Роман так и не был дописан: конечно, это связано с личными обстоятельствами Кафки, но вполне понятно, что неоконченный роман отражает жизнь лучше оконченного — в жизни абсурд не заканчивается никогда.
9
Даниил Хармс. «Случаи» (1939)
«Однажды Орлов объелся толченым горохом и умер. А Крылов, узнав об этом, тоже умер. А Спиридонов умер сам собой. А жена Спиридонова упала с буфета и тоже умерла. А дети Спиридонова утонули в пруду. А бабушка Спиридонова спилась и пошла по дорогам. А Михайлов перестал причесываться и заболел паршой»… и т. д.
В текстах Хармса нет сюжета, и персонажей тоже как таковых особенно и нет, — зато есть атмосфера. Безумная, но по-своему уютная — в том смысле, что у Хармса было доброе, хотя и своеобразное чувство юмора, с ним интересно проводить время. При этом нельзя сказать, что Хармс непонятен или слишком далек от реальности.
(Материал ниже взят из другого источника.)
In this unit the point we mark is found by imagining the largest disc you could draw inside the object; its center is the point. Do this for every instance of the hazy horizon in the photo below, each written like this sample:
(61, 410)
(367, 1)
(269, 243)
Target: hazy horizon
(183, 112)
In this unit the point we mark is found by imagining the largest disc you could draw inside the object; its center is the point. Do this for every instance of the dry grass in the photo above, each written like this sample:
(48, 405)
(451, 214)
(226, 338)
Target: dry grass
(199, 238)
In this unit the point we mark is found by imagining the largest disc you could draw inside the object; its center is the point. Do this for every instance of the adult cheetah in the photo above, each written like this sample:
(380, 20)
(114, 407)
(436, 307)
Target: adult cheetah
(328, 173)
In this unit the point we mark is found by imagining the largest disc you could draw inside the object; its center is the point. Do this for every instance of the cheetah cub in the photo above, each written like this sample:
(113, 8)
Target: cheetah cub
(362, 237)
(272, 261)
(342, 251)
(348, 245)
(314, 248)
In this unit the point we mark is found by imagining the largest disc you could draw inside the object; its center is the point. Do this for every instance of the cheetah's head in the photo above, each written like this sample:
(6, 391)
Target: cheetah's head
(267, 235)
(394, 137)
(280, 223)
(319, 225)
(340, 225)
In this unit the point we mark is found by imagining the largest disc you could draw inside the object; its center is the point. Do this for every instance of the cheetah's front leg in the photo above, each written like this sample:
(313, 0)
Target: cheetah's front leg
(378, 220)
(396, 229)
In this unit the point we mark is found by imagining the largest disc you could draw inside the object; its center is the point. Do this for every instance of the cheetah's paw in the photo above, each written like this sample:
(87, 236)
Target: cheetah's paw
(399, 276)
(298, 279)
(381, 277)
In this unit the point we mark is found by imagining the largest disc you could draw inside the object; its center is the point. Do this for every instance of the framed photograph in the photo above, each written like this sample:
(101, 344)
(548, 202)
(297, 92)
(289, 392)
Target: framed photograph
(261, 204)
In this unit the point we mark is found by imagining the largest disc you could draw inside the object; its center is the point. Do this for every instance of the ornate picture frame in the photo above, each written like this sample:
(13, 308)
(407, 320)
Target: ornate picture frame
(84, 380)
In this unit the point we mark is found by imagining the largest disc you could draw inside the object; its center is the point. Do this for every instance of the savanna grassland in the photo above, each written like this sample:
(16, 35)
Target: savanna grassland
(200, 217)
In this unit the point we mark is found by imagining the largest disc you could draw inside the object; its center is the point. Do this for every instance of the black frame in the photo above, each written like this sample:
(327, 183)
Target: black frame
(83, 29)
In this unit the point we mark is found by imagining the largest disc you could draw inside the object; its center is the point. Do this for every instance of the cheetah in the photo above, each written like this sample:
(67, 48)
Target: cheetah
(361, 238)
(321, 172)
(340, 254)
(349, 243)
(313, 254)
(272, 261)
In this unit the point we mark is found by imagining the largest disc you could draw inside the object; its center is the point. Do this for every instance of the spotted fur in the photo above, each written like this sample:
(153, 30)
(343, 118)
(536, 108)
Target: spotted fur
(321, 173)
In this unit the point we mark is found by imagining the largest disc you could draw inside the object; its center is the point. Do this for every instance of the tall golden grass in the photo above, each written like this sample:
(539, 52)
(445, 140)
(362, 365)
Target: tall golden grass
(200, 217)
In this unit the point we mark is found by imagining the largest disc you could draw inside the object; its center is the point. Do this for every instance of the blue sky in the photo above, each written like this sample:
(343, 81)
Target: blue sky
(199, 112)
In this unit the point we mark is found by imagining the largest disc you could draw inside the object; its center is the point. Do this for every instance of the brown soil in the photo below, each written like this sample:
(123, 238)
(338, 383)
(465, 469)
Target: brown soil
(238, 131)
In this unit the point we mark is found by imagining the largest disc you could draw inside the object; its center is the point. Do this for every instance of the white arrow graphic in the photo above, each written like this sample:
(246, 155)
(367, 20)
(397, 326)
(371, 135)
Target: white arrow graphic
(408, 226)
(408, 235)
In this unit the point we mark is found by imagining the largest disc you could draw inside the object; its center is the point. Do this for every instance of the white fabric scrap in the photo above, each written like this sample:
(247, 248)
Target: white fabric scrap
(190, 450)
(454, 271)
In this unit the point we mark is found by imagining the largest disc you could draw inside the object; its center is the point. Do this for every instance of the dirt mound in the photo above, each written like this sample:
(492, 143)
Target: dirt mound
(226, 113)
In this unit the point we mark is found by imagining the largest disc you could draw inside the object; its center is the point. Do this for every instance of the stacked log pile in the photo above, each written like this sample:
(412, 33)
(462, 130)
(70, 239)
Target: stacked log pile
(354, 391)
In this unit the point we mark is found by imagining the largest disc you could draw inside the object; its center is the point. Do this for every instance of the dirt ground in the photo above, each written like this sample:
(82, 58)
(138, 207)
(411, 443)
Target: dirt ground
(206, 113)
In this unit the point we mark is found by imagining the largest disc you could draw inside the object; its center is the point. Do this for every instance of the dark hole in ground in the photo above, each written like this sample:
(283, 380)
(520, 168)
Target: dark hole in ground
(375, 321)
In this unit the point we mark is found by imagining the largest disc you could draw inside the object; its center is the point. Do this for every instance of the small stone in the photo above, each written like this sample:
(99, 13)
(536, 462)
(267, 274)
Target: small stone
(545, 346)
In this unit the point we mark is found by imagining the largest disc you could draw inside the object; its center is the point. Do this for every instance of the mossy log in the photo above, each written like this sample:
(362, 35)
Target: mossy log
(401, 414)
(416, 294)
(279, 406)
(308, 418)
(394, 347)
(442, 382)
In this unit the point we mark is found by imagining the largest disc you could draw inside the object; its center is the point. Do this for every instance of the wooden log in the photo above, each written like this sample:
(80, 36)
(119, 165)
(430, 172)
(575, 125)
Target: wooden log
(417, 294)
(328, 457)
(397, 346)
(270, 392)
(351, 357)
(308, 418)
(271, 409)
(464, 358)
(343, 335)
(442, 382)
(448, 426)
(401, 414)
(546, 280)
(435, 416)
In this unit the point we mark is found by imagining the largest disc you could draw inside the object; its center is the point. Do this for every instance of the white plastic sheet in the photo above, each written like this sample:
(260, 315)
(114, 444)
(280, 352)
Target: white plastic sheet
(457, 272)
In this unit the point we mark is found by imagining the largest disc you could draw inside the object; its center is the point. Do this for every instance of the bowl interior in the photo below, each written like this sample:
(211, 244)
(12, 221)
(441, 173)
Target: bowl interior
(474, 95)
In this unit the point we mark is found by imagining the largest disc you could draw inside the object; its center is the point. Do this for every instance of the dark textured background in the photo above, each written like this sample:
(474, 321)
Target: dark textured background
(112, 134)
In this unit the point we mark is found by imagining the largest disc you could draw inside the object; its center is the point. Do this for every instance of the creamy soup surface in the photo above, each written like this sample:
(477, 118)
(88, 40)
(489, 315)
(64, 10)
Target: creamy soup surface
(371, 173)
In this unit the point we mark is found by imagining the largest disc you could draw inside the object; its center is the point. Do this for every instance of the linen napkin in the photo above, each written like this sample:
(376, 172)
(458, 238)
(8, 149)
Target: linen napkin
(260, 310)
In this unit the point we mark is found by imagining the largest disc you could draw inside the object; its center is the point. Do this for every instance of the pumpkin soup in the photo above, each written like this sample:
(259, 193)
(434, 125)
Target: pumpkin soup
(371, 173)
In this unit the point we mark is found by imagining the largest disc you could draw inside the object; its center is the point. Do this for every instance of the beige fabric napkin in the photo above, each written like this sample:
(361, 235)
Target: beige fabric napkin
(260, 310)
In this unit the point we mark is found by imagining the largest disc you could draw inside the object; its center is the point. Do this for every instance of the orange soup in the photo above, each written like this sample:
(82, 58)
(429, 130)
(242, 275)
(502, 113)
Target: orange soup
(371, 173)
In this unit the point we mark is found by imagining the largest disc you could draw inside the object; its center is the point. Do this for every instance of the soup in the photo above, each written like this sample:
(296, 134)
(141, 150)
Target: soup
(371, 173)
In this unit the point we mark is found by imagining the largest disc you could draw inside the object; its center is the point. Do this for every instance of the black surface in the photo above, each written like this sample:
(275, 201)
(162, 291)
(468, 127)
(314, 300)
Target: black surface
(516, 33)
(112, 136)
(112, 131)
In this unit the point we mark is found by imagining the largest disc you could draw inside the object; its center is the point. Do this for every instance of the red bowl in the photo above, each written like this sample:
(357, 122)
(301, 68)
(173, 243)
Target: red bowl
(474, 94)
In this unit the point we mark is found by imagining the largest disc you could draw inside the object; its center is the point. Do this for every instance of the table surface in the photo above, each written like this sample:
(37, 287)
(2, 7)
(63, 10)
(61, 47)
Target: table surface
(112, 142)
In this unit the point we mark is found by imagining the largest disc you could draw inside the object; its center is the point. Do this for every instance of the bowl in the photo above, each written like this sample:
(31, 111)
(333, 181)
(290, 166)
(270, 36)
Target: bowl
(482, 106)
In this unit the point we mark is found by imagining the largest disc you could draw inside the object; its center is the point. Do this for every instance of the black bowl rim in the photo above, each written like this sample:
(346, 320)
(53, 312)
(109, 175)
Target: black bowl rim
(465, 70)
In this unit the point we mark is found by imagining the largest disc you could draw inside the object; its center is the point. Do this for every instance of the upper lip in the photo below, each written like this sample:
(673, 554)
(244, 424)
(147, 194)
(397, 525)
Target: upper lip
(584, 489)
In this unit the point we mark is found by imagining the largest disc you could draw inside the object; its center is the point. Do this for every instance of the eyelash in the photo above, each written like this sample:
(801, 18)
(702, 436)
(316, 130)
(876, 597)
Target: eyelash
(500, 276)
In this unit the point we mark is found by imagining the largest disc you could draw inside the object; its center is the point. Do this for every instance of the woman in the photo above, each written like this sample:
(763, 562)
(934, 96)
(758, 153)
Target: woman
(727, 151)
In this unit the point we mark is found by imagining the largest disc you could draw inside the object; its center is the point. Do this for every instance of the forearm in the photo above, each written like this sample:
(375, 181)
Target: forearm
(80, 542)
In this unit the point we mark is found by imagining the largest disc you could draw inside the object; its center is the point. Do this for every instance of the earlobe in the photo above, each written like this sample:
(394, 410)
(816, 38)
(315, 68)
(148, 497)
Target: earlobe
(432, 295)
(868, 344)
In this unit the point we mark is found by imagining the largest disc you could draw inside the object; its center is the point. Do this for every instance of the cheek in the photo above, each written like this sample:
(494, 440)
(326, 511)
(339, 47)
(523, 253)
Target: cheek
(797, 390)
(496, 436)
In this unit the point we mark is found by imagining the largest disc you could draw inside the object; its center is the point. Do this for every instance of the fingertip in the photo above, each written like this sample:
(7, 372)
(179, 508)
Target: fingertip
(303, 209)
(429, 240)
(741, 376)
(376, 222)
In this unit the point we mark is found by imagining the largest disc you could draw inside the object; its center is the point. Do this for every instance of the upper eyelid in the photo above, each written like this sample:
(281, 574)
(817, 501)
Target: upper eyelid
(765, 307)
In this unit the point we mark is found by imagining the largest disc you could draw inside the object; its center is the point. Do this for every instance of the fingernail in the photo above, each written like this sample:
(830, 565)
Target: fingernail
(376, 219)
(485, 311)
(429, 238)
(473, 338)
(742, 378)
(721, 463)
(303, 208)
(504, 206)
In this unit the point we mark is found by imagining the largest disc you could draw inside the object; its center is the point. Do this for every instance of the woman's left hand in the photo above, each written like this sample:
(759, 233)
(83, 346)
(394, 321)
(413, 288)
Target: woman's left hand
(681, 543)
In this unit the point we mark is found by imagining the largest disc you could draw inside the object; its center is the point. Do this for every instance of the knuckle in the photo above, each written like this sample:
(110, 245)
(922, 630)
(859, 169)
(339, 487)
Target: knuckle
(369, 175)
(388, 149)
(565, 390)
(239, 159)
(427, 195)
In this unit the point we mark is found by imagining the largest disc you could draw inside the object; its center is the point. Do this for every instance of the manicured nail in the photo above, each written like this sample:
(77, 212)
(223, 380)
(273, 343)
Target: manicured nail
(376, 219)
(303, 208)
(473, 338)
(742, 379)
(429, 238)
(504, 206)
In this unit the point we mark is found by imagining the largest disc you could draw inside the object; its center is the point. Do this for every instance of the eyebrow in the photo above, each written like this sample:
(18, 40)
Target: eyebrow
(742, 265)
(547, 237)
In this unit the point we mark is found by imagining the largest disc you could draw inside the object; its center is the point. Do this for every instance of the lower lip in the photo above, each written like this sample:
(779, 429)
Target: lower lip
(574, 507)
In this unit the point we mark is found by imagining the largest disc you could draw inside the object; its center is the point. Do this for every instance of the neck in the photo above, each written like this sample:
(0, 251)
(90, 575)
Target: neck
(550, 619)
Пожалуй, даже наоборот. «Случаи» — довольно прямая демонстрация того, как выглядит жизнь в диктатуре и в периоде тектонических социальных сломов. После 2020-х годов жизнь в принципе сильно напоминает хармсовщину, поэтому читатель здесь найдет много знакомого.
10
Лидия Чуковская. «Софья Петровна» (1939)
«Софья Петровна» — один из первых и самых сильных литературных откликов на сталинский террор. Роман рассказывает историю обыкновенной женщины, которая работает машинисткой в издательстве, воспитывает сына и живет простой, почти незаметной жизнью. Но все меняется, когда ее сын Коля, талантливый инженер, становится жертвой репрессий, а жизнь самой Софьи Петровны превращается в хождение по кругам ада. Многие из нас хорошо знакомы с тем, как о репрессиях писал Солженицын, — взгляд Чуковской женский, отражающий бытовой сексизм советской России и одновременно бюрократический абсурд, с которым приходилось сталкиваться родственникам незаконно осужденных.
11
Андрей Платонов. «Чевенгур» (1929)
В романе «Чевенгур» мечта о коммунизме превращается в сюрреалистический цирк. Андрей Платонов рассказывает историю о том, как один человек с энтузиазмом, другой с философией, а третий просто по инерции пытаются построить на земле коммунизм. Результат: деревенские курьезы, трагедия и философия — всё в одном.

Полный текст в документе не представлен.